Drugs that may decrease bicarbonate (total CO2) levels include methicillin, nitrofurantoin, tetracycline, thiazide diuretics, and triamterene.

  • What is anion gap?
    Anion gap (AG or AGAP) is a value calculated using the results of an electrolyte panel. It is used to help distinguish between anion-gap and non-anion-gap metabolic acidosis. Acidosis refers to an excess of acid in the body; this can disturb many cell functions and should be recognized as quickly as possible, when present. AG is frequently used in the hospital and/or emergency room setting to help diagnose and monitor acutely ill patients. If anion-gap metabolic acidosis is identified, the AG may be used to help monitor the effectiveness of treatment and the underlying condition.

    Specifically, the anion gap evaluates the difference between measured and unmeasured electrical particles (ions or electrolytes) in the fluid portion of the blood. According to the principle of electrical neutrality, the number of positive ions (cations) and negative ions (anions) should be equal. However, not all ions are routinely measured. The calculated AG result represents the unmeasured ions and primarily consists of anions, hence the name “anion gap.” The most commonly used formula is:

    Anion Gap (AG) = Sodium - (Chloride + Bicarbonate [total CO2])

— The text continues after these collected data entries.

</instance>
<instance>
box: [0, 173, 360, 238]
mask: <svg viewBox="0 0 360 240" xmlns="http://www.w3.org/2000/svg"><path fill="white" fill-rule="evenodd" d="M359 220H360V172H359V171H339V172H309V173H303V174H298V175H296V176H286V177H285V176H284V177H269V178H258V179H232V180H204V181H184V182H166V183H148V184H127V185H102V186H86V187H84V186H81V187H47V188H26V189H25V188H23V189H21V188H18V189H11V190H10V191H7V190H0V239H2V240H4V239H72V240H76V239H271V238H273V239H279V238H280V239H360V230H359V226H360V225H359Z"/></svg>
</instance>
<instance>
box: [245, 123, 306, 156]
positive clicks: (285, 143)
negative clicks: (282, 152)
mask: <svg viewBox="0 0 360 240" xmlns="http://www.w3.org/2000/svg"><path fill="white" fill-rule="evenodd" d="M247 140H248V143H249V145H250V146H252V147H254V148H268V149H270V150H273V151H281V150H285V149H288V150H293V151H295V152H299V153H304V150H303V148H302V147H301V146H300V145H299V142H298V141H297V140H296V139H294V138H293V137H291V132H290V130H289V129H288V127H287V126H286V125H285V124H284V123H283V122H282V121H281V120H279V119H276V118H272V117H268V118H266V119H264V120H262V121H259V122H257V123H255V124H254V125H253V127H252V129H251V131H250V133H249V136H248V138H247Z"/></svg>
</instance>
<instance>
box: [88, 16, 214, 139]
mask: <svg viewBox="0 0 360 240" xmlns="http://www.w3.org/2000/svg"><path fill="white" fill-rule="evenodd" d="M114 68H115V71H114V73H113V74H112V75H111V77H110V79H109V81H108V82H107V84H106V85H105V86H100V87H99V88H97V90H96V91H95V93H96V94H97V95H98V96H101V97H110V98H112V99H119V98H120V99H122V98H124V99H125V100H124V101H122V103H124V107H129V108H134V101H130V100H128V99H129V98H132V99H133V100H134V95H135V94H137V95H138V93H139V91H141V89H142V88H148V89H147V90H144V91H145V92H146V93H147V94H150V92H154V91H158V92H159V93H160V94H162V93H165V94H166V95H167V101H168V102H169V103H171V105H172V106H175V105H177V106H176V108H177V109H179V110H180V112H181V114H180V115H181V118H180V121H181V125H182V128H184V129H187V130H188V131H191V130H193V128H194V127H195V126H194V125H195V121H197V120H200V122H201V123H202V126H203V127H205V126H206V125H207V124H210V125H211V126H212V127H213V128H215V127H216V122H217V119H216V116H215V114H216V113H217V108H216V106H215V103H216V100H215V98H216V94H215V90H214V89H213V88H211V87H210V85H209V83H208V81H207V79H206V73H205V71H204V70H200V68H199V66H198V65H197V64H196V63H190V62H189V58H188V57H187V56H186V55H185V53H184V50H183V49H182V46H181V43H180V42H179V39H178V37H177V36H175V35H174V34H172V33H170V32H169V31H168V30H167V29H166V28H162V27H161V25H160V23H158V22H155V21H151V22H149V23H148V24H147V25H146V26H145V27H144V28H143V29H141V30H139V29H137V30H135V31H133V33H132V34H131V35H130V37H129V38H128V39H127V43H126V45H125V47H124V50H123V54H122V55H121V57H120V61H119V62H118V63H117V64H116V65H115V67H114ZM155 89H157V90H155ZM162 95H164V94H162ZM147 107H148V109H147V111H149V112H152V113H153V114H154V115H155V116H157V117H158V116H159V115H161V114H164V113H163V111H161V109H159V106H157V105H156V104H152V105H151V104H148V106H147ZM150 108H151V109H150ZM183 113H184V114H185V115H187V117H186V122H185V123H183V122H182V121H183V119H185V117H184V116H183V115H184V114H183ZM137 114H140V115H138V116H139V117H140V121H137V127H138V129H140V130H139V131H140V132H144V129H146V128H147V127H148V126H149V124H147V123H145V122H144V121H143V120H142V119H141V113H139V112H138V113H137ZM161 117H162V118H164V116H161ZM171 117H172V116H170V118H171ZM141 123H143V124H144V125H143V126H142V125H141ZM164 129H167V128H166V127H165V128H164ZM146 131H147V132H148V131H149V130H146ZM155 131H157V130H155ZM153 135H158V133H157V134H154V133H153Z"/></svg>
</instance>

    However, there are other AG formulas, so reference ranges are not interchangeable. Each laboratory formula will have an established normal range that should be referenced.

    The anion gap is non-specific. It is increased when the number of unmeasured anions increases, indicating a state of anion-gap metabolic acidosis, but it does not tell the doctor what is causing the imbalance. The metabolic acidosis must be treated to restore the acid/base balance, but the underlying condition must also be identified and treated. Causes can include uncontrolled diabetes, starvation, kidney damage, and ingestion of potentially toxic substances such as antifreeze, excessive amounts of aspirin, or methanol. A low anion gap can also occur; this is most commonly seen when albumin (an anion as well as a protein) is low, while immunoglobulins (cations as well as proteins) are increased.